前走は放牧明けで3カ月ぶりの実戦。仕上がり途上で、まだ馬体に余裕があった。が、そうした状態でありながら行きっぷりがよく、直線を向くまで終始3番手の競馬。さすがに最後は失速したが、それでも勝ち馬とはコンマ8秒差。力があればこそだった。
この内容のよさが直千競馬挑戦の決め手となった。
「あのスピード、行きっぷり。これなら通用すると。それに500キロを優に超す大型馬。器用さに欠けるので、コーナーがない競馬は向いているはず。試してみたいと思った」
これは橋口調教師の弁だが、決して試験的な出走ではなく、心中、勝算ありとにらんでのことではないか。スピード&鋭い決め手。これが身上の馬。以前、芝の6ハロン戦を好タイムで楽勝してもいる。ならば初めての直千競馬でも十分に力を出せるのではないか。

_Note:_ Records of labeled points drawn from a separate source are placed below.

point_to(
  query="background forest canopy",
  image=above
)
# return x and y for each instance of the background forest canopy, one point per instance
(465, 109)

ダイタクリーヴァ(京都金杯など重賞5勝)、ダイタクヘリオス(マイルCSなど重賞7勝)を兄に持つ良血。好走必至と見た。
あと狙っておもしろいのがシゲルカガだ。こちらも直千競馬は初めてだが、典型的なスプリンター。3歳牡馬53キロで戦える有利さもあり、ここ目標に仕上がりも上々。スタートセンスのよさから粘り込みも十分。
クイーンSは、混戦模様。期待したいのは、オツウだ。目下3連勝と波に乗り、オープン入りを果たしたが、デビュー戦を快勝してクラシック候補にも数えられた素質馬。ここでも能力は通用していい。実際、前走のタイムは、アロマティコが勝った翌日の巴賞よりコンマ4秒速かった。トウカイポイント(マイルCS)が近親にいる良血。チャンスがあっていい。